Workarounds When Multi City Search Still Fails

Sometimes a bug or routing rule keeps multi city bookings from working for a specific set of cities or dates. You can still build the trip by changing how you search and ticket the legs.

  • Search One Leg At A Time First — Price each segment as a simple one way in the main search tool, then switch back to multi city and mirror the flights you found.
  • Shorten The Itinerary — Leave out the least time sensitive stop at first, book the core trip, then add a separate ticket or ground leg once the main flights are set.
  • Avoid Mixing Too Many Partners — Keep the first pass to Alaska metal or one partner only, since mixed alliances often trigger hidden fare rules.
  • Try Nearby Airports — Swap in close alternate airports for one leg to see whether that removes a blocked connection from the search.
  • Check Miles Versus Cash — If you are using miles and the search fails, flip to a cash search with the same pattern to see if the award space is the only limit.

These workarounds carry trade offs in price and change rules, so read the fare details before you lock in. Still, they give you a path to a ticketed plan when the pure multi city screen refuses to load or price your full trip.

Risks Of Separate Tickets And How To Limit Them

Booking pieces of a trip on separate records can work as long as you plan for missed connections and baggage handling.

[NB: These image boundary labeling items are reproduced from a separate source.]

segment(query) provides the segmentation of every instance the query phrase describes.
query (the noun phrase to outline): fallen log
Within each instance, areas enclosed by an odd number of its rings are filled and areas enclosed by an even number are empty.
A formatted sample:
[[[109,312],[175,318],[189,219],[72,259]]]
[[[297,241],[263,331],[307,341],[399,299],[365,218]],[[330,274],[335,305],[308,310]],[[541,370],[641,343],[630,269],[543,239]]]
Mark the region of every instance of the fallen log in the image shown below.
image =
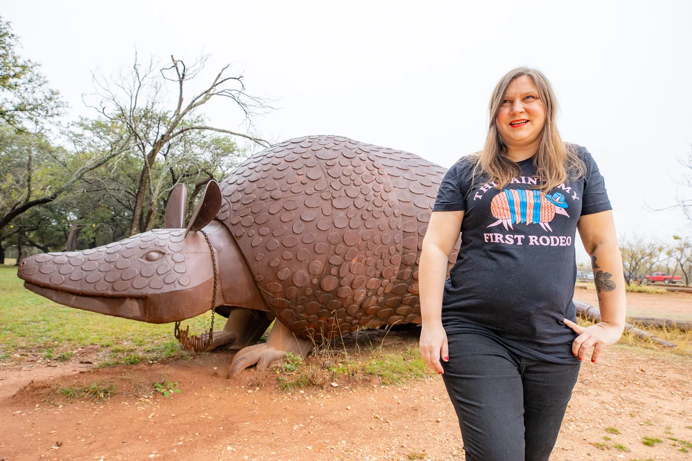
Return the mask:
[[[584,302],[579,300],[572,300],[574,302],[574,306],[576,307],[576,315],[582,318],[585,318],[592,322],[600,322],[601,321],[601,312],[599,309],[596,309],[590,304],[588,302]],[[630,318],[637,318],[637,317],[632,317]],[[644,317],[644,318],[646,318]],[[668,320],[668,319],[655,319],[655,320]],[[670,341],[666,341],[664,339],[661,339],[658,336],[648,333],[644,330],[637,328],[631,323],[625,323],[625,331],[630,332],[632,333],[635,336],[638,338],[641,338],[644,339],[649,339],[654,343],[660,344],[662,345],[666,346],[666,347],[676,347],[678,350],[684,352],[686,354],[692,354],[692,351],[687,350],[686,349],[682,349],[682,347],[678,347],[677,345],[675,343],[671,343]]]
[[[683,332],[692,331],[692,320],[679,320],[673,318],[659,318],[657,317],[628,317],[630,323],[642,325],[645,327],[658,327],[659,328],[673,328]]]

  • Leave Extra Connection Time — Build longer layovers between separate tickets so delays on the first flight do not strand you.
  • Keep One Airline Per Ticket When You Can — Sticking with Alaska on each record makes schedule changes and rebooking easier during irregular operations.
  • Pack With Carry On In Mind — When possible, use carry on bags so you can move between separate tickets without baggage transfer worries.

When To Contact Alaska Airlines For Booking Help

After you have tried browser fixes, device tests, and booking workarounds, some cases still need direct help from Alaska agents. Certain patterns point strongly toward an issue that lives on the airline side instead of on your laptop or phone.

  • Repeated Errors With Simple Trips — If even a two leg multi city search between major hubs fails in several browsers and devices, the problem may sit with your profile or the booking engine.
  • Strange Account Messages — Warnings about profile data, passwords, or contact information that appear during multi city searches can block ticketing behind the scenes.
  • Award Seats Showing Elsewhere — When partner award space appears on alliance tools but fails every time in Alaska’s multi city screen, ask an agent to check it.
  • Time Sensitive Travel — If you need to lock seats today and nothing online works, call or message Alaska so a person can piece together the flights for you.

Before you call, write down the cities, dates, flight numbers, and screenshots of any error messages. Clear notes lower the time you spend explaining the alaska airlines multi city search not loading issue and help the agent spot whether it links to a known glitch, a blocked routing rule, or a simple typo in your profile.